This month saw a trade agreement reached between the United Kingdom and Japan, as we move ever closer to the end of the Brexit implementation period and the beginning of our place in the wider world.
This deal will secure additional benefits beyond the EU-Japan trade agreement, and will give British companies exporting to Japan a competitive advantage in a number of areas. As well as driving economic growth, the agreement will help create jobs throughout the UK.
It will also lead the way for UK accession to the Trans-Pacific Partnership (TPP); an issue I raised earlier this year in Parliament. I strongly welcome the Government’s action in this area and its efforts in securing trade deals with other nations in the region, and called on the International Trade Secretary to ensure Britain engages with emerging markets such as south east Asia.

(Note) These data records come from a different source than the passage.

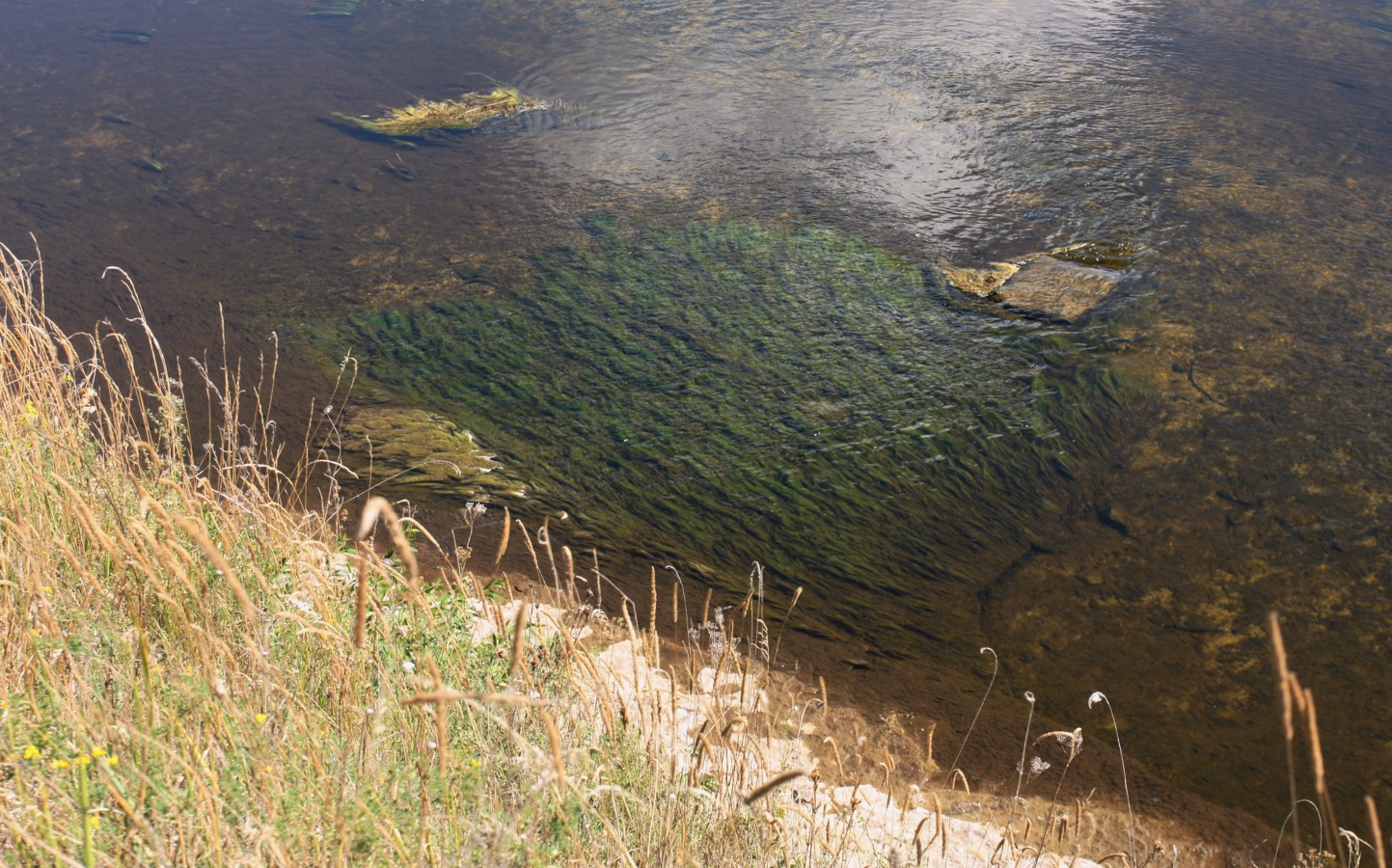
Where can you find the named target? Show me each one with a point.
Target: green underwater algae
(710, 395)
(454, 114)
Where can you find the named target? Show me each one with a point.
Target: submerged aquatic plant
(464, 113)
(713, 393)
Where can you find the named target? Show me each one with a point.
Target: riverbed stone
(980, 282)
(1056, 289)
(1042, 285)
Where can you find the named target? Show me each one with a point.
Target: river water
(1109, 505)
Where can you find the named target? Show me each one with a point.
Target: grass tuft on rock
(464, 113)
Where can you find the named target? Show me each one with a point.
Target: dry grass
(464, 113)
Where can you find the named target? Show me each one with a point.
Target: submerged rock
(1043, 285)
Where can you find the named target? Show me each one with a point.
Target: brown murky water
(1237, 151)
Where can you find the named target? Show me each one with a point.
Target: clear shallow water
(1235, 153)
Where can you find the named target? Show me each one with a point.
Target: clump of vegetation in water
(464, 113)
(333, 9)
(713, 393)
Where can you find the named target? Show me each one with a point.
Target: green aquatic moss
(710, 395)
(464, 113)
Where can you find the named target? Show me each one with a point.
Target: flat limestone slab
(1055, 288)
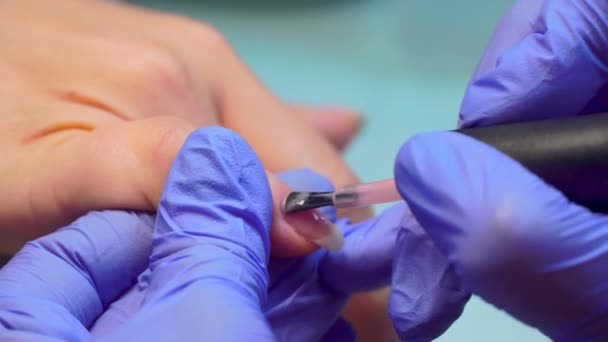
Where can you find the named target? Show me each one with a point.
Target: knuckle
(170, 133)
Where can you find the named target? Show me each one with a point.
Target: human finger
(211, 245)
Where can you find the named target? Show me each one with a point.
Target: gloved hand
(514, 240)
(306, 295)
(207, 276)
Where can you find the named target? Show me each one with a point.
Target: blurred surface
(404, 64)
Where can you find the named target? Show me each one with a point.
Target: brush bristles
(299, 201)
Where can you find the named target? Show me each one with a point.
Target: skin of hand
(99, 96)
(207, 271)
(514, 240)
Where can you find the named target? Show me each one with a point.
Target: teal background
(403, 63)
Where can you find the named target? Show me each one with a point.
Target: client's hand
(98, 97)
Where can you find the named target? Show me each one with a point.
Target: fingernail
(315, 227)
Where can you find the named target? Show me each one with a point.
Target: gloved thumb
(514, 240)
(211, 245)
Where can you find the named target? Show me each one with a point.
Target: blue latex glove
(206, 277)
(514, 240)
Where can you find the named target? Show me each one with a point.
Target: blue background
(403, 63)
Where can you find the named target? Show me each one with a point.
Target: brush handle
(365, 194)
(571, 154)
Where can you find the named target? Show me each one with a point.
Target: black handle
(570, 153)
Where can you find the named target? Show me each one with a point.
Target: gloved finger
(135, 158)
(427, 295)
(211, 245)
(339, 126)
(121, 310)
(58, 285)
(365, 261)
(517, 24)
(557, 70)
(516, 242)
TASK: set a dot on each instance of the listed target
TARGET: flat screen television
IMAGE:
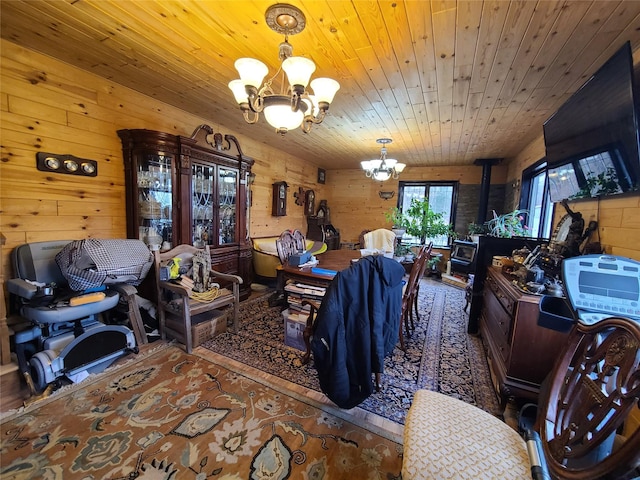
(592, 140)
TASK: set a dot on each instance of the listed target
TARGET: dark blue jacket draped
(356, 327)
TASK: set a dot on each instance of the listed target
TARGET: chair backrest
(290, 242)
(37, 262)
(593, 388)
(417, 272)
(380, 239)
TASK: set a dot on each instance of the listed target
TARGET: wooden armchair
(176, 300)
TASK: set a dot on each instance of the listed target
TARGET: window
(535, 199)
(442, 198)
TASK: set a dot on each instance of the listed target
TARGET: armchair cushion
(447, 438)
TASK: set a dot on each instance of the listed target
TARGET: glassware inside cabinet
(202, 204)
(227, 190)
(155, 200)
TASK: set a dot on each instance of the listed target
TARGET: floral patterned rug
(169, 415)
(440, 354)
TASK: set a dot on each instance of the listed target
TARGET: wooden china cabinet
(190, 190)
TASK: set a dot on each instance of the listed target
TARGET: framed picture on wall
(321, 175)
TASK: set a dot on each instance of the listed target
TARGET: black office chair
(65, 335)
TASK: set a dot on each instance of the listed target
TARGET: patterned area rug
(440, 355)
(177, 416)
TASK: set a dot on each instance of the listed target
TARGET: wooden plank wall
(357, 206)
(49, 106)
(618, 216)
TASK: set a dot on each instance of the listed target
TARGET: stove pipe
(485, 186)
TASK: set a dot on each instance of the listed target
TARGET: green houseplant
(420, 221)
(508, 225)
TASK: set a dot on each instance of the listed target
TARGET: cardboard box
(204, 326)
(293, 331)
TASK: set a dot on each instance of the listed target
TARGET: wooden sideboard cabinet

Britain has secured a commitment from the Japanese government to support UK membership of the TPP. This will open up 11 key pacific markets for exporters and would reduce tariffs for UK business, with 95 per cent of goods traded between members being free of tariffs.
Businesses in the south east of England exported goods worth £1.3 billion to Japan in 2019. Benefits from the UK-Japan deal will include better jobs, higher wages, more choice and lower prices for all parts of the UK.
The new agreement will secure new protections for our creative industries, through going beyond the EU on provisions tackling online infringement of intellectual property rights.
Further mobility and flexibility for business people will include it being easier for British and Japanese companies to move staff into each country. This goes further than the EU-Japan deal, and covers a range of UK skilled workers to enter Japan.
The deal will see enhanced market access for British financial services, creating an annual dialogue between UK and Japanese authorities to explore ways to further reduce regulatory friction, which would be impossible while members of the EU. Indeed, financial services are Britain’s biggest export to Japan, totalling 30 per cent of all UK exports.
We have seen the last few years in the House of Commons dominated by the sight of democratically-elected MPs seeking to overturn a referendum of the British people which took place in June 2016. With Brexit legally enacted in January of this year, the transition/implementation period will end at the conclusion of 2020.
I am acutely aware that the people of Crawley elected me last December on a manifesto commitment to “not extend the implementation period beyond December 2020.” In fulfilling this the Government has my complete support.